The probabilistic language model

The probabilistic language model aims to assign probabilities to sentences (sequences of words), i.e., \(P(\mathbf w)\equiv P(w_1, w_2,\ldots, w_n)\). According to the chain rule of probability

\[P(w_1, w_2, \ldots, w_t) = \Pi_{i=1}^t P(w_i|w_1, w_2, \ldots, w_{i-1})\]

Thus the purpose is equally served if we can assign all the conditional probabilities. Here \(t\) is the number of words in a sentence. Note in this setup, it is very natual to take word ordering into account.

Given a text with many sentences, one can calculate all the conditional probabilities. However, as the sentence gets longer, there are too many combinations of the words (\(N_V^t\) in theory) thus the computational burden becomes huge. Furthermore the text might not be long enough to provide good statistics of these conditional probabilities with long sentences. As a result, such brutal force approach is almost never used.

One workaround is the N-gram model. It was proposed in the 80’s and it assumes that words in the far past do not affect the probability of current word. If only the last \(N-1\) words need to be considered, the corresponding model is called N-gram model. For example, in the bigram model, it is assumed that

\[P(w_i|w_1, w_2, \ldots, w_{i-1}) \simeq P(w_i|w_{i-1}).\]

Thus in the N-gram model, one gains some knowledge of what word is more likely to come next. Also, these conditional probabilities can be considered as features of a word.

The bigram model is closely related to the co-occurrence matrix. It can be considered as the special case where the context window is one word to the right.

Neural probabilistic language model

The more recent trend is to use neural network to model \(P(\mathbf w)\). As a byproduct, word embedding can be generated. Here the transformation from one-hot vectors to word embedding vectors can be explicitly parametrized as unkowns. The word embedding vectors are then linked to the conditional probabilities \(P(w_i|w_1, w_2, \ldots)\) using a neural network layer, as seen in Fig. 1. As one scans through the text, the transformation from one-hot vectors to word embedding vectors can thus be fitted out.

Figure 1. Diagram of the neuroal probabilistic language model.

Such a procedure is computationally very expensive given a large text body since it is expensive to compute \(P(w_i|w_1, w_2, \ldots)\) unless the context is made small (small N for N-gram).

Mikolov’s word2vec algorithm avoids the calculation of these conditional probabilities. Instead, the output of the neural network is a binary classification, i.e., the probability of the real target word showing up should beat the probability of some imaginary target words showing up. This trick immediately allows efficient training of text bodies with hundreds of billions words and with close to million vocabulary size.

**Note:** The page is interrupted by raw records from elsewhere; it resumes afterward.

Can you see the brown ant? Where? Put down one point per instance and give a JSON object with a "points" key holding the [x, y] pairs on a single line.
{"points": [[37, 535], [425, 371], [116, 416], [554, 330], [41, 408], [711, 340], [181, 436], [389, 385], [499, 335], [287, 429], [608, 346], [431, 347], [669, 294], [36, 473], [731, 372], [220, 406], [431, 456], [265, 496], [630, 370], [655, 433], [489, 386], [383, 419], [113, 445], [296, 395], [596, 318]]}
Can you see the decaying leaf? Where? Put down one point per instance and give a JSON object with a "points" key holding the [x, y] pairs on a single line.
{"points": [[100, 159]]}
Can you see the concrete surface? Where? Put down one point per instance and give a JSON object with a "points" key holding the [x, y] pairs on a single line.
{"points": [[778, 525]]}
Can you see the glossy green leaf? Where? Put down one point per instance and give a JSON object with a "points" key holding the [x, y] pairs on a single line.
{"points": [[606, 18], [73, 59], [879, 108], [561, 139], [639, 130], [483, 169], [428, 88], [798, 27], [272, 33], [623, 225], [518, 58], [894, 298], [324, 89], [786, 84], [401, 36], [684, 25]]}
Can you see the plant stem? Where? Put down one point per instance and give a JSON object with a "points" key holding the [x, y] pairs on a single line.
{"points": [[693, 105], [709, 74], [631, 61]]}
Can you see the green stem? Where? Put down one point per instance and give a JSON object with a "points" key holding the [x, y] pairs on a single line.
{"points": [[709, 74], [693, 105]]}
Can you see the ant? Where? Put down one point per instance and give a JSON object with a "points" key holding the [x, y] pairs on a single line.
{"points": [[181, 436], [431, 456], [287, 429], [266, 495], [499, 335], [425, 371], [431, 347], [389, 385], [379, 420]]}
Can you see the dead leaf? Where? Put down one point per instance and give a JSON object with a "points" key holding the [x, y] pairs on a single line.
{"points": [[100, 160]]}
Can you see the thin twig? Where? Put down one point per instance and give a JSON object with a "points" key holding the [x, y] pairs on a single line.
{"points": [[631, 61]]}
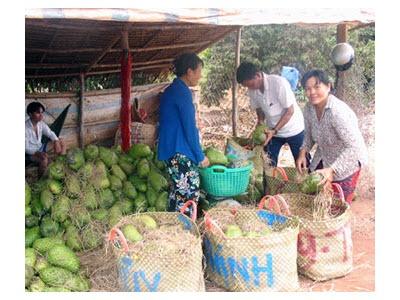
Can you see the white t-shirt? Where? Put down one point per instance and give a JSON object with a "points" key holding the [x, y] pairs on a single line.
{"points": [[33, 143], [277, 97]]}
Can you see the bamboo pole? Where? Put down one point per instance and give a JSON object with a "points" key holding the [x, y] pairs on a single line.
{"points": [[161, 66], [126, 73], [341, 37], [81, 111], [362, 26], [61, 66], [79, 50], [103, 53], [98, 27], [234, 83]]}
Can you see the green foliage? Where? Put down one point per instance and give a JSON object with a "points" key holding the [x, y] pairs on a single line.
{"points": [[268, 46], [273, 46]]}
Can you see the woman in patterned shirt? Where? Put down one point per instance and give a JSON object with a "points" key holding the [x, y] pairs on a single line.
{"points": [[333, 126]]}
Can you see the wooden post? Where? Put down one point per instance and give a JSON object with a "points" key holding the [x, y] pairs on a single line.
{"points": [[81, 111], [234, 83], [341, 37], [126, 71]]}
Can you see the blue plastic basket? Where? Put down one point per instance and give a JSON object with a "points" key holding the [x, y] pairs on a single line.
{"points": [[221, 181]]}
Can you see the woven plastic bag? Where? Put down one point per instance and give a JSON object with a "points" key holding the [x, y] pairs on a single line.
{"points": [[158, 267], [249, 264], [325, 247], [282, 180]]}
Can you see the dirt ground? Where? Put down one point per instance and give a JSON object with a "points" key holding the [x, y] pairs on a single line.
{"points": [[362, 277], [216, 122]]}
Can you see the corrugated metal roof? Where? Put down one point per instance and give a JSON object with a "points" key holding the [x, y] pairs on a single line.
{"points": [[214, 16], [66, 42]]}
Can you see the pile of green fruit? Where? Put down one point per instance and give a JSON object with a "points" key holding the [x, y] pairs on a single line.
{"points": [[258, 135], [311, 184], [85, 193]]}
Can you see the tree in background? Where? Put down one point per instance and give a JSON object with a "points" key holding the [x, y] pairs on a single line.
{"points": [[270, 47], [303, 47]]}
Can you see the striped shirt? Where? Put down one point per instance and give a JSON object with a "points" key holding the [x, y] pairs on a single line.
{"points": [[340, 144]]}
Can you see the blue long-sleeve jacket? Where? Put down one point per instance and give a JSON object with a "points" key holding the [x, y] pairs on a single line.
{"points": [[177, 124]]}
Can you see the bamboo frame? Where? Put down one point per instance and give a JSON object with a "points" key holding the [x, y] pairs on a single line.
{"points": [[114, 28], [103, 53], [81, 111], [234, 83], [161, 66], [69, 51]]}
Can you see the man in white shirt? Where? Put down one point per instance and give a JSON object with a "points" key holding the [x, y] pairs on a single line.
{"points": [[35, 128], [274, 101]]}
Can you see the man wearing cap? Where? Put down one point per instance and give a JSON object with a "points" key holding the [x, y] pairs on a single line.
{"points": [[274, 101]]}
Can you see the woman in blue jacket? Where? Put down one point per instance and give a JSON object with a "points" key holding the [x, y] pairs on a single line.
{"points": [[179, 142]]}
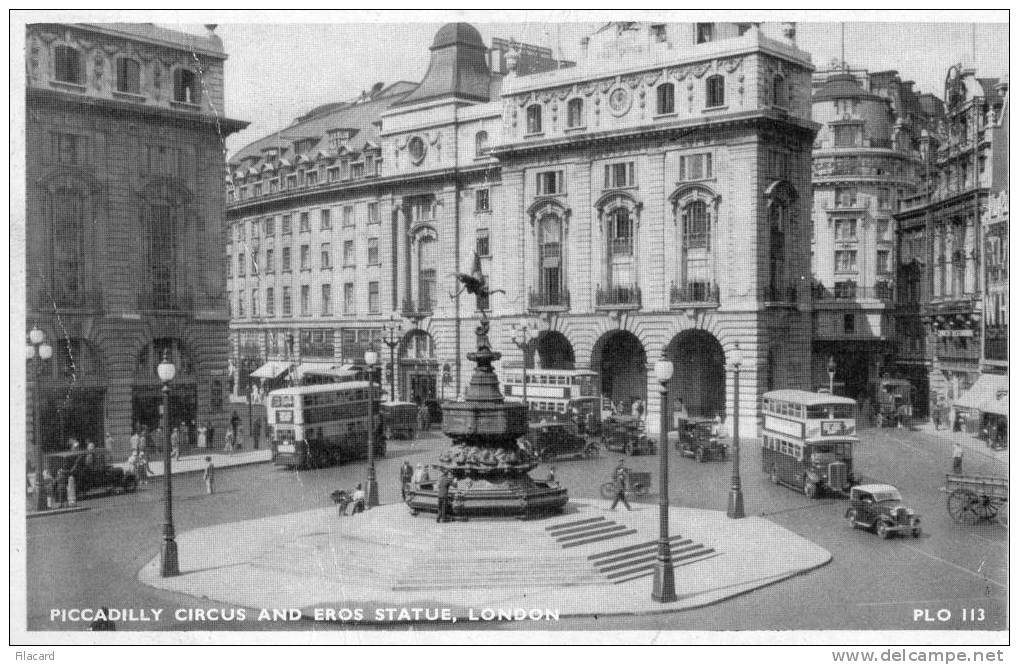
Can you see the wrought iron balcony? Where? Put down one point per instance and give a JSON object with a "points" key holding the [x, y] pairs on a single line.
{"points": [[694, 294], [548, 300], [618, 297]]}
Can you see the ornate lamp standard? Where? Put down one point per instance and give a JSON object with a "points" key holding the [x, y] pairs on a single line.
{"points": [[524, 333], [390, 337], [168, 554], [371, 487], [736, 492], [663, 590], [38, 351]]}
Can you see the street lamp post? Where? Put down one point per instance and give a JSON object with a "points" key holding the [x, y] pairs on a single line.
{"points": [[524, 334], [736, 492], [391, 337], [38, 351], [371, 487], [663, 590], [168, 566]]}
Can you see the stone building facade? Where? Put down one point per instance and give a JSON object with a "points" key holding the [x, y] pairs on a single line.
{"points": [[124, 153], [650, 200]]}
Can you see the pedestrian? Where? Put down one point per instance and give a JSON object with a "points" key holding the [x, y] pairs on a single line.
{"points": [[406, 474], [443, 496], [209, 476], [620, 478], [956, 457]]}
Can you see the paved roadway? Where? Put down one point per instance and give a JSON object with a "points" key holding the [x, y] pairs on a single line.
{"points": [[91, 559]]}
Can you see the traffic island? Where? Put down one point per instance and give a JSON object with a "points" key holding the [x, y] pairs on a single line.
{"points": [[385, 566]]}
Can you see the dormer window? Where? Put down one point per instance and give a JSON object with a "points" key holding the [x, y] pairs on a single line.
{"points": [[128, 76], [68, 65], [185, 87]]}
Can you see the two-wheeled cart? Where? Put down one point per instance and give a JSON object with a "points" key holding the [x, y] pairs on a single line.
{"points": [[975, 498]]}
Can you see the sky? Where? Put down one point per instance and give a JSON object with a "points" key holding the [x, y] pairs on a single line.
{"points": [[282, 64]]}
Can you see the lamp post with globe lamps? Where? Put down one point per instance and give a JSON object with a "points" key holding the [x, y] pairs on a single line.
{"points": [[38, 350], [663, 590], [371, 487], [168, 554], [524, 333], [735, 510]]}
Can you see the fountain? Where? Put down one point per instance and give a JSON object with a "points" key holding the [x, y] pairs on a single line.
{"points": [[489, 469]]}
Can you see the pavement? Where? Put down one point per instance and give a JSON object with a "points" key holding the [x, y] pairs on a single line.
{"points": [[589, 561]]}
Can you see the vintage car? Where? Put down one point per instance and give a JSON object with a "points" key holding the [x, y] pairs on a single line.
{"points": [[879, 507], [626, 434], [91, 472], [698, 438], [549, 440]]}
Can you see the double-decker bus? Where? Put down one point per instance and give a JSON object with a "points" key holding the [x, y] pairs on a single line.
{"points": [[559, 394], [808, 440], [322, 425]]}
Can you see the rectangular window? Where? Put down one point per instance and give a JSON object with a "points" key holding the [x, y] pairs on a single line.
{"points": [[306, 299], [620, 175], [845, 229], [326, 299], [349, 297], [549, 182], [481, 245], [481, 201], [287, 309], [373, 297], [845, 261], [696, 167]]}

It turns out that the word2vec embedding not only performs well on semantic similarity, it also encodes word analogy information. The famous example is

\[u_{\text king} -u_{\text man} +u_{\text woman}\simeq u_{\text queen}.\]

Summary

So far there are not many papers directly compare word embeddings from count-based models or predictive models. In Baroni et.al.’s 2014 paper, it is found that the predictive models provide better embeddings for many linguistic tasks, but the count based models also have good performance overall.

There are also discussions that there are connections between the count-based model and the neural probabilistic language model. The interested reader can look into a nicely-written paper GloVe by Pennington et.al..

Resources:

Neural net language models by Yoshua Bengio
RADIM ŘEHŮŘEK’s word2vec tutorial
gensim word2vec page
TensorFlow’s word2vec tutorial
paper by Peter Turney and Patrick Pantel
python nltk book
Sebastian Ruder’s post
Christopher Olah’s post
offconvex post

Notes:

To use word2vec in gensim, make sure Cython is installed. It helps with speed.